According to the Chron:
“Liu’s 2005 critique of the death penalty opinions that [Supreme Court Justice Samuel] Alito authored as a federal appeals court judge in Philadelphia included a case in which a prosecutor had removed all three black prospective jurors from a panel that proceeded to condemn a black defendant to death. The prosecution had also removed all African Americans from juries in three other trials in the county that year.
Alito dissented from a ruling overturning the death sentence and said the statistics did not prove the prosecution had been racially biased in picking juries. Liu said Alito’s reasoning was later rejected by the Supreme Court and illustrated his willingness to excuse constitutional flaws in death penalty cases.”
Liu is a potential lightning rod for other judicial issues that divide conservatives and liberals, including affirmative action, slavery reparations and same-sex marriage to name but three. And his ascent bears watching, as Liu would be a “three-fer” for the left as far as Supreme Court nominations go: he’s young of age (only 39); Asian-American; and (as one would presume of 9th Circuit judge) potentially a liberal activist justice for many years to come.
Sounds like the makings of a real scrap in Washington, not unlike the fight during the Bush 43 years over young conservative Miguel Estrada.
Meanwhile, back in the Golden State, there’s a question of how any controversy of the Liu nomination ties into California’s attorney general race — specifically, the aspirations of San Francisco DA and Democratic hopeful Kamala Harris.
Harris has long maintained the position that, although she’s personally opposed to the death penalty, she’d review each case individually — basically, the same stance as California’s current “top cop”, Jerry Brown.
The problem for Harris is any focus on the death penalty brings up the story of Ivan Espinoza, a San Francisco police office gunned down the Saturday night before Easter in 2004 — at the time, the first slaying of an on-duty office in San Francisco in over a decade.
Espin0za’s killer, who used an AK-47 in the shooting, was an admitted gang member and had written rap lyrics glorifying shooting at police. Espinoza’s family and his SFPD colleagues asked for a dealth-penalty prosecution.
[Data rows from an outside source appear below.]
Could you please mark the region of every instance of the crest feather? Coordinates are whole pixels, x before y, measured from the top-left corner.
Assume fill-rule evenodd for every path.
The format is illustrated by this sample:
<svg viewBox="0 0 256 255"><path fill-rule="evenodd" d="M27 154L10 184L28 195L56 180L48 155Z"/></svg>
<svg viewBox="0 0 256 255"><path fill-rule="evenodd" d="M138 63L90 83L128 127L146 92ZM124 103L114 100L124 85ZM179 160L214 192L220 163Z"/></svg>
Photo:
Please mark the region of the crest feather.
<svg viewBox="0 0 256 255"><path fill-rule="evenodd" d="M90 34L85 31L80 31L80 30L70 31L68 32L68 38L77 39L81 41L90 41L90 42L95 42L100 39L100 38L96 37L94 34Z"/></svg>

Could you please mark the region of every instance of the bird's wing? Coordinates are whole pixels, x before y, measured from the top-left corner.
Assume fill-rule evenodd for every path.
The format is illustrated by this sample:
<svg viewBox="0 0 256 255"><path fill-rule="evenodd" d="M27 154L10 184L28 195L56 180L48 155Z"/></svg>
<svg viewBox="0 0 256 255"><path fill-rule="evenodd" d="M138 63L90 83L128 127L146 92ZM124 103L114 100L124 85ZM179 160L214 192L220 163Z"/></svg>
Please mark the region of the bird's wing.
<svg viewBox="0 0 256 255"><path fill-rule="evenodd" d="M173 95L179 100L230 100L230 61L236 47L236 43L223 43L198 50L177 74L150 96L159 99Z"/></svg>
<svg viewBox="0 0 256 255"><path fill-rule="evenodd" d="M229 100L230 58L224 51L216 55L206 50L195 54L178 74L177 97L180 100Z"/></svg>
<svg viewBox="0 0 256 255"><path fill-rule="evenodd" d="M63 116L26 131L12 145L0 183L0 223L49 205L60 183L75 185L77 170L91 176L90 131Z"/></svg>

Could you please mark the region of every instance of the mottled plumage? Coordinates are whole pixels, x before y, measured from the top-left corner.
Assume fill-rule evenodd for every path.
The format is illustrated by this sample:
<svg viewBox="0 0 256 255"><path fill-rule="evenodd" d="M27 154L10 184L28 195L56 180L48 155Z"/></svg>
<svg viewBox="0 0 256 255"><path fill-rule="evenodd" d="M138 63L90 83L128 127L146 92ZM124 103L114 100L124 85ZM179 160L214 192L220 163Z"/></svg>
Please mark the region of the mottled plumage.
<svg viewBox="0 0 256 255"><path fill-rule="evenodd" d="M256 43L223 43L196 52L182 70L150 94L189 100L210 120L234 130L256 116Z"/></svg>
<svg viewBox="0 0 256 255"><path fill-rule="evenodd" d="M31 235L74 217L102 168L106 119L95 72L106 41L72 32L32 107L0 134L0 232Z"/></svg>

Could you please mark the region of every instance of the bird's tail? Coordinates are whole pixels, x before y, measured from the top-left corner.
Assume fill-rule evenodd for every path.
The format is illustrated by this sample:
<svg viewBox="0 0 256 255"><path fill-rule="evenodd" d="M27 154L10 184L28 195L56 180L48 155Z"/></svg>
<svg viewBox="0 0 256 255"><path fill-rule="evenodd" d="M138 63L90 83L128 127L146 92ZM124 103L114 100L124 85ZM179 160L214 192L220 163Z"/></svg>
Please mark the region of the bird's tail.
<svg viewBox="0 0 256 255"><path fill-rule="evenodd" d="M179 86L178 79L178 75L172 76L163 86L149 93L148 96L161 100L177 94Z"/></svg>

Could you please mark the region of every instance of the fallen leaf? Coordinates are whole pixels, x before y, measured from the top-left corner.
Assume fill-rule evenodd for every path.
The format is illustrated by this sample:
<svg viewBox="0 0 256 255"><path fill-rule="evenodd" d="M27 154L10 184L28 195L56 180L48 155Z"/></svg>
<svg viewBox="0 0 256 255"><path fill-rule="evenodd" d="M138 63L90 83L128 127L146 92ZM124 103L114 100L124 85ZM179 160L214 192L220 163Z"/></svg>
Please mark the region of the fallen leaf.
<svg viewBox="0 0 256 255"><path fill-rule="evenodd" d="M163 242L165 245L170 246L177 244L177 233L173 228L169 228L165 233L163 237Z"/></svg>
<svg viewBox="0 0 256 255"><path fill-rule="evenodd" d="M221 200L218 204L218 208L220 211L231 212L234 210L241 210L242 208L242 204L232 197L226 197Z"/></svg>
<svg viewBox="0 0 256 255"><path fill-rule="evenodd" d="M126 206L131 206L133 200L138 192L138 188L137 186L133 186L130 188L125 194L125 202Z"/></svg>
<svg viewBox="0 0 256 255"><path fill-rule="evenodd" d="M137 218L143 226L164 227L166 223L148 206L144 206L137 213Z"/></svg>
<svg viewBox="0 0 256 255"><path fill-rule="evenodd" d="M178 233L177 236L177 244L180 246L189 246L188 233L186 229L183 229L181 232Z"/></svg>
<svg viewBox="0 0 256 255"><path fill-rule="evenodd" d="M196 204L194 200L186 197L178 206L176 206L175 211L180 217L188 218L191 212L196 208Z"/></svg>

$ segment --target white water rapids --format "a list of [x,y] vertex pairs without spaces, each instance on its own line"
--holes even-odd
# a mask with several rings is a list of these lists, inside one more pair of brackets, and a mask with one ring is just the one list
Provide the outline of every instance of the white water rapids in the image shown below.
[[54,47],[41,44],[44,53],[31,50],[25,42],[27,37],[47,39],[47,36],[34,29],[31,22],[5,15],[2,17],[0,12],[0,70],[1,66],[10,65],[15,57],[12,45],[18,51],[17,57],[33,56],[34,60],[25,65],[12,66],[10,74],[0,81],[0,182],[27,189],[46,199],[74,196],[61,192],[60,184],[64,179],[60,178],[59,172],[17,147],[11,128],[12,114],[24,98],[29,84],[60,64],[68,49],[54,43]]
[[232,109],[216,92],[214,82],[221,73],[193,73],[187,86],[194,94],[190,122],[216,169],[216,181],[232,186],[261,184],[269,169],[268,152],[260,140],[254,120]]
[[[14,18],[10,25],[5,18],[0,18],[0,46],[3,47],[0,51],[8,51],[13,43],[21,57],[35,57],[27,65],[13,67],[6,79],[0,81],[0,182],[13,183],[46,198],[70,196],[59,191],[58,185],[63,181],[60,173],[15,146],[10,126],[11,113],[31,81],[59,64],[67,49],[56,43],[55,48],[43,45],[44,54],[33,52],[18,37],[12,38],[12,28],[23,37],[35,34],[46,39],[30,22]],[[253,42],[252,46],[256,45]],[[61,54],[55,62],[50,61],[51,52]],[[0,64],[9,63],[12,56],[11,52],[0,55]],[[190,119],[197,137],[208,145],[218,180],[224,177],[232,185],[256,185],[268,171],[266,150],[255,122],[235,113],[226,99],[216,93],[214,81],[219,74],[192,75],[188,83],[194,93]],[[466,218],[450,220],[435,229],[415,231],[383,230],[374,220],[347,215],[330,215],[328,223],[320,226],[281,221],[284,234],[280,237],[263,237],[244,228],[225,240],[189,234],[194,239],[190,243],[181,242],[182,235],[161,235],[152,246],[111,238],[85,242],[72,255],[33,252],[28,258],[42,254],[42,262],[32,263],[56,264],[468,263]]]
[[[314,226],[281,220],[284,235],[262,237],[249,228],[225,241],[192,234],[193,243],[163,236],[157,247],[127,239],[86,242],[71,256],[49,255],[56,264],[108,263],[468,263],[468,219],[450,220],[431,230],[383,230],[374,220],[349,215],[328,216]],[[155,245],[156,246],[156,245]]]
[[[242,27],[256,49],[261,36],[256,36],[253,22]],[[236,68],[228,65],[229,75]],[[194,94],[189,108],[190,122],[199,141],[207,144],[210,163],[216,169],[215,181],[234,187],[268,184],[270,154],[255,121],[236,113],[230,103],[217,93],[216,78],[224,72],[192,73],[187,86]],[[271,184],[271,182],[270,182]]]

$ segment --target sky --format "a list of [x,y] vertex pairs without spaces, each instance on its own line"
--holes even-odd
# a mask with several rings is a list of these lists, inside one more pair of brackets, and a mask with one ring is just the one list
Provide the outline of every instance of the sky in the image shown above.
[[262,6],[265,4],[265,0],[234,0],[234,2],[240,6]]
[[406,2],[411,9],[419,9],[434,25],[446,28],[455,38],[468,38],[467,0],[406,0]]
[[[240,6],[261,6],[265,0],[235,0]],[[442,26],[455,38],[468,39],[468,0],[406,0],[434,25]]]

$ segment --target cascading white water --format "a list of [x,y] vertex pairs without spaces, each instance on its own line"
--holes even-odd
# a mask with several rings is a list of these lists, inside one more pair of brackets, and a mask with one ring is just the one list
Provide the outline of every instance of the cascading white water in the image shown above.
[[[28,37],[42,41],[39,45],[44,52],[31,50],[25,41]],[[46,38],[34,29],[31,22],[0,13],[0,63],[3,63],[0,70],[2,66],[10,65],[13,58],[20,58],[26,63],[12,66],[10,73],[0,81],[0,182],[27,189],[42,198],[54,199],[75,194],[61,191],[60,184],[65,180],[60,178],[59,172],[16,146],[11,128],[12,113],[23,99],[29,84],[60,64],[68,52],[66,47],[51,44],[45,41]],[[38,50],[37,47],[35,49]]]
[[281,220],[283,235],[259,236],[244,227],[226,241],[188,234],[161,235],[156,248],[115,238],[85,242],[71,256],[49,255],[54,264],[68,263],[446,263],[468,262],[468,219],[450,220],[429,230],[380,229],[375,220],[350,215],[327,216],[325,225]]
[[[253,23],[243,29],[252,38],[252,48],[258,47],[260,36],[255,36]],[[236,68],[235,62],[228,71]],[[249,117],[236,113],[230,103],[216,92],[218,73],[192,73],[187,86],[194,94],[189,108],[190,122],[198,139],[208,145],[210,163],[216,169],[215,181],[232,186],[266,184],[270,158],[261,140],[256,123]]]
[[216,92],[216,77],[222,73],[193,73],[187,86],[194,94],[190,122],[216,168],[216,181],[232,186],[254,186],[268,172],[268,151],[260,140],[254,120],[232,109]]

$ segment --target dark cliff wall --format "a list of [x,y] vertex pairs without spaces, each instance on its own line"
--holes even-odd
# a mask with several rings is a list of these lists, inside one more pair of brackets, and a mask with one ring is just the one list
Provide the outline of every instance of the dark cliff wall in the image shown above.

Harris chose not to, citing her moral opposition to capital punishment and her belief that a San Francisco jury wouldn’t go along with the death penalty.
Harris’ decision sparked outrage in the San Francisco law enforcement community. And it became even more of an embarrassment for the SF attorney general when, at Espinoza’s funeral service, Sen. Dianne Feinstein received a standing ovation for saying that the murder was indeed a special circumstance that warranted the death penalty.
If that wasn’t bad enough, Feinstein rubbed further salt in Harris’ wound by telling reporters that, had she known Harris was so adamantly anti-capital punishment, she never would have endorsed her for d.a.
Should Harris win the June primary and there’s footage of those Feinstein comments, look for the Republican nominee to use it in the fall election.
Some things run circular in California. Twenty years ago, it was Dianne Feinstein’s support of capital punishment that put her at odds with the liberal wing of her party, who booed her at a state party convention. Yet it was the sympathetic backlash from that vocal and philosophical that not only gave Feinstein a win in a contentious gubernatorial primary, but boosted her reputation among centrist voters, who four times now have elected her to the U.S. Senate.
That was 1990. In 2010, it could be Feinstein and the death penalty once again in the spotlight — ironically, this time around, maybe dealing a death-blow to a fellow Democrat’s candidacy.